Buy to let pitfallsPic: Getty

The property crash just a few years ago, and the subsequently stagnant market, has meant that the rental market has been booming since the recession began and landlords have been cashing in as a result.

But with the mortgage lending and property prices growing, is the buy-to-let boom going to continue in 2014, and what pitfalls should you be looking out for as a prospective landlord or landlady?

Since the beginning of the recession landlords have been making the most of rock bottom interest rates, and excellent returns gained from a market where demand for rental properties has been high.

But with the property market showing increasingly promising signs of recovery, it won't be long before interest rates rise, and with buy-to-let, it's absolutely essential that you are able to cope with that rise, even if the property sits empty for a couple of months.

Remember that buy-to-let mortgages require a sizeable deposit, often as much as 25 per cent or more, and many charge hefty fees. Lenders typically look for rent that covers 125 per cent of the mortgage repayments, and since most buy-to-let mortgages are interest only, you must be sure that you can cope with a drop in property prices and hang on for a long-term investment rather than getting rich quick.

Check, double check and triple check your maths, taking care to factor in possible interest rate rises, and shop around for the best deal.

Financial extras
On top of your mortgage, it's important to consider all those extra potential costs. If you're making money from property lettings, you must be fully aware of your tax requirements, and don't forget should you come to sell the property, you will need to pay capital gains tax. Since tax can be complex for landlords, you are strongly advised to seek specialist financial advice on that score.

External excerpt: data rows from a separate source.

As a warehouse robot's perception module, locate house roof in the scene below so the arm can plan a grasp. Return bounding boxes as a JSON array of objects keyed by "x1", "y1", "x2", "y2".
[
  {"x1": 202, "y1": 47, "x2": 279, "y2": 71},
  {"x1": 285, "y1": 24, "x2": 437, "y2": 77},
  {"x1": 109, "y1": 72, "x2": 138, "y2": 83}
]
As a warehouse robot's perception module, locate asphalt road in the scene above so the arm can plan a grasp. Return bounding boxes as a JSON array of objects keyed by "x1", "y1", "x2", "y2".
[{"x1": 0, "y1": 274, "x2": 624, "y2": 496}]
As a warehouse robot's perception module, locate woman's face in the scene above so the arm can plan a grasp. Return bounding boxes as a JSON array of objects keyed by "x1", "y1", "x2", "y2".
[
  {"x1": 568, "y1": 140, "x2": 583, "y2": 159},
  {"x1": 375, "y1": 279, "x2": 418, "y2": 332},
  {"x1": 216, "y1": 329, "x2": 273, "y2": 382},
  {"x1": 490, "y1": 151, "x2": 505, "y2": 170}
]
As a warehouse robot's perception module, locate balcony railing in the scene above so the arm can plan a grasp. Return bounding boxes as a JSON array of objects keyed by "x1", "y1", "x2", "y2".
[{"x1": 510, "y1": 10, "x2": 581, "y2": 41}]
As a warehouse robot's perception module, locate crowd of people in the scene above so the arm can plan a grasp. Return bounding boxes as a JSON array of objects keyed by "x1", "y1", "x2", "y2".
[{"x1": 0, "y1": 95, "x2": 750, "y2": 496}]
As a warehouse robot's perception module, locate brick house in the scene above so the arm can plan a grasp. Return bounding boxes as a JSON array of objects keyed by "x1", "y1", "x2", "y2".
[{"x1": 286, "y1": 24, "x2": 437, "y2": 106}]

On top of the taxes, potential new landlords must be ready to deal with repairs, redecoration or letting agency fees if they plan to hold on for the long-term investment.

Agencies obviously take the hard work out of managing the property, but they will charge you a fee. Remember to set aside a contingency fund for anything from roof repairs or a new boiler, to new carpets and redecoration.

Insurance woes
As a private landlord things can quickly go wrong if you haven't fully checked your legal responsibilities, and even then, a bad tenant can cost you dear.

First-time landlords should be prepared to thoroughly research what is necessary, but for example, in order to get a standard assured shorthold tenancy agreement, you must provide an Energy Performance Certificate, ensure gas and electrical appliances have been installed correctly and are safe, and protect any deposit paid in a government-backed tenancy deposit protection scheme (TDP), so do check to make sure you haven't missed anything.

For further reassurance, it is advisable to look into specialist professional landlord insurance, which can cover everything from contents and buildings, to a rent guarantee insurance that means you'll still get an income if the tenant fails to pay the rent.

Finally, do consider background checks on tenants if you are planning to do things yourself without the help of a lettings agency. The latter may charge a sizeable sum, possibly as much as £300, to carry out this service, but you can get cheaper reports from (£30), which checks for identification as well as financial issues, while the National Landlords Association offers a similar service. Credit agencies Experian and Equifax are other options to consider.

All in all, a buy-to-let investment can still be worthwhile, and many existing landlords are expected to invest in further properties while there are so many on the market. Just be careful to factor in the potential costs of becoming a landlord, and be sure you're not getting in over your head.